Methods: Thirty two elderly patients scheduled for lower limb or pelvic surgery under spinal anaesthesia were randomized into 2 groups (control group and intervention group) using a computer generated table of numbers. Control group; received 2.5 mls 0.5% hyperbaric bupivacaine injected intrathecally at the L3, 4 interspace and Intervention group; 2.5mls 0.5% hyperbaric bupivacaine injected intrathecally at the L5, S1 interspace
Results: The two groups had similar baseline characteristics in age, sex, body mass index and use of anti-hypertensive medications. There was 68.8% proportion of hypotension in the control group and 75% in the intervention group. The difference was not found to be statistically significant (p= 0.694). During the study period, there were 106 episodes of hypotension, out of which, 65 were in the control group and 41 in the intervention group (p=0.004).. Linear regression analysis of the decrease in mean arterial pressures (MAP) showed a higher decrease in MAP in the control group (p 0.018). There were more crystalloids used in the control group (1006mls ± 374) than in the intervention group (606mls ±211) with a p< 0.0001. There was no difference in the amounts of vasopressors used between the two groups (p=0.288). There was no difference in the change in heart rates, conversion to general anaesthesia, use of supplementary intravenous fentanyl and the peak maximum block level achieved. The time to peak maximum sensory block level was 9.06min and 13.07min in the control group and intervention groups, respectively (p<0.0001).
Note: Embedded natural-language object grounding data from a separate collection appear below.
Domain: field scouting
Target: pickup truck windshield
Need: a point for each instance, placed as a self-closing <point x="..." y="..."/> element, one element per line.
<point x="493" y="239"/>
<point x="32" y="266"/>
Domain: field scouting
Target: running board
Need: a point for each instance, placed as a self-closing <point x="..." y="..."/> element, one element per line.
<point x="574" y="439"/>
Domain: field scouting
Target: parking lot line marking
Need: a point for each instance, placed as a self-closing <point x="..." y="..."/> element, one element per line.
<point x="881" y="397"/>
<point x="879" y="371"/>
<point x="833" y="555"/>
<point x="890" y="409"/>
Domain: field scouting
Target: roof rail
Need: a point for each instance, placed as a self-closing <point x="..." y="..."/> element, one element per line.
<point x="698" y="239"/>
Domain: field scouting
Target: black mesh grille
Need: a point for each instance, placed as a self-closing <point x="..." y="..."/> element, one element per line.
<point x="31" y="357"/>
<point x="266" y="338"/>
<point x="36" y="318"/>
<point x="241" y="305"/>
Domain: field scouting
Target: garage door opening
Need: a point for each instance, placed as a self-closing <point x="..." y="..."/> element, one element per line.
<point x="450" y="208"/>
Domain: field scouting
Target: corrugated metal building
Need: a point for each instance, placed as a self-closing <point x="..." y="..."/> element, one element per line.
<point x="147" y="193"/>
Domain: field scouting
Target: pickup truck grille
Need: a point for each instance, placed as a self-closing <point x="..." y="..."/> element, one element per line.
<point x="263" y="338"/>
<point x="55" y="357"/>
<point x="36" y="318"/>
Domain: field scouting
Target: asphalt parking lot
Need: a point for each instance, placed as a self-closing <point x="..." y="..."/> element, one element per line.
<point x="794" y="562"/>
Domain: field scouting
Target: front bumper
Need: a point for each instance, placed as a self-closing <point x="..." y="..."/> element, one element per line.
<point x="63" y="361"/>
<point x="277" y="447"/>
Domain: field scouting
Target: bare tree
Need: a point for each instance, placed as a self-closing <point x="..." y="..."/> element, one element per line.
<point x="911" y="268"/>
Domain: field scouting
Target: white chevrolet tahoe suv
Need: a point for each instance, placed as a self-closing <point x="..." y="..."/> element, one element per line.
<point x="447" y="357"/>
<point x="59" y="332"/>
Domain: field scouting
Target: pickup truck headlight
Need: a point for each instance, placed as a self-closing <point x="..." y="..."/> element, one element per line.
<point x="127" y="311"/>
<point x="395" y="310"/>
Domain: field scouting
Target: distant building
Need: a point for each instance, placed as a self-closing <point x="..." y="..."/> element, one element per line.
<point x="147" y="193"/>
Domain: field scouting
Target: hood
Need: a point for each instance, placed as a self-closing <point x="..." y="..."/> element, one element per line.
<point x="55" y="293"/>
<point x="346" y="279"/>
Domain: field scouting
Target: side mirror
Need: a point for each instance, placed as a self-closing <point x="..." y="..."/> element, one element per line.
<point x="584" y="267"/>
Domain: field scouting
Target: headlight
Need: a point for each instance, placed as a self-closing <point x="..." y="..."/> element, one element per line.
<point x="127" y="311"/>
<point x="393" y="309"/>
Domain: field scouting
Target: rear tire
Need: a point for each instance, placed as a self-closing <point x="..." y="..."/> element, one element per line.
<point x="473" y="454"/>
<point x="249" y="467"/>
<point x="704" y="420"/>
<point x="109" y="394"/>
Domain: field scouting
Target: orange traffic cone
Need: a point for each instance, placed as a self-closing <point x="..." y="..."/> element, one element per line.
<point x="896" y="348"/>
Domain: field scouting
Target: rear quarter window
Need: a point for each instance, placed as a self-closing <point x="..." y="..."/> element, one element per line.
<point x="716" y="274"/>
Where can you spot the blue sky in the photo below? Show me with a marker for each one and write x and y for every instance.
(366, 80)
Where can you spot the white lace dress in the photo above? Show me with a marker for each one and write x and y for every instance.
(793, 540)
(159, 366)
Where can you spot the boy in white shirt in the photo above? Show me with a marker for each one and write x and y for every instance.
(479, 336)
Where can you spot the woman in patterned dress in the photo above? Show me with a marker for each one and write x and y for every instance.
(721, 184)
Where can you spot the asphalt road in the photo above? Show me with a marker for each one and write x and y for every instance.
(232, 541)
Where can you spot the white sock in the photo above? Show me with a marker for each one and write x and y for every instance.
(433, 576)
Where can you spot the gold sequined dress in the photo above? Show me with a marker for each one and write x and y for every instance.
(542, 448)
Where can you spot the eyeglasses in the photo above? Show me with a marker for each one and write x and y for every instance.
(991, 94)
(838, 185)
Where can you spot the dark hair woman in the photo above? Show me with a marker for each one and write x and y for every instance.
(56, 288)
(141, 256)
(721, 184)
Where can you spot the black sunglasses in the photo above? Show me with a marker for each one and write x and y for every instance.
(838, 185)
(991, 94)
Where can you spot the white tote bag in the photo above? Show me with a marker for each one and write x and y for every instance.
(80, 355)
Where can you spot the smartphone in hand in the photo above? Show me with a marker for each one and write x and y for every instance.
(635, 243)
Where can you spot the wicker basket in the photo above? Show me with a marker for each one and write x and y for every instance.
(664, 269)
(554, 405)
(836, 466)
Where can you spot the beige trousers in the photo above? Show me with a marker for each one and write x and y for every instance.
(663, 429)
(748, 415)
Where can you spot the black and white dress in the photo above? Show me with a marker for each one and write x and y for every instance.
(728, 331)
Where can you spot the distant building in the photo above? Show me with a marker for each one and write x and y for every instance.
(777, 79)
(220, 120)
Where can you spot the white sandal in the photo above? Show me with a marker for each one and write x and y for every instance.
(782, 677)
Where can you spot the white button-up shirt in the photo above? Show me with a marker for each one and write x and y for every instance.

Conclusion: Among this population, there was no difference in the proportion of those with hypotension between the elderly patients who received their spinal anaesthesia at L3,4 and those who received spinal anaesthesia at L5,S1. The intervention group had better outcomes with significantly less episodes of hypotension. It took a longer time to achieve a maximum peak sensory block in the intervention group. Performing spinal anaesthesia at the level of L5,S1 was found to provide an adequate sensory block for a wide range of pelvic, perineal and lower limb surgeries.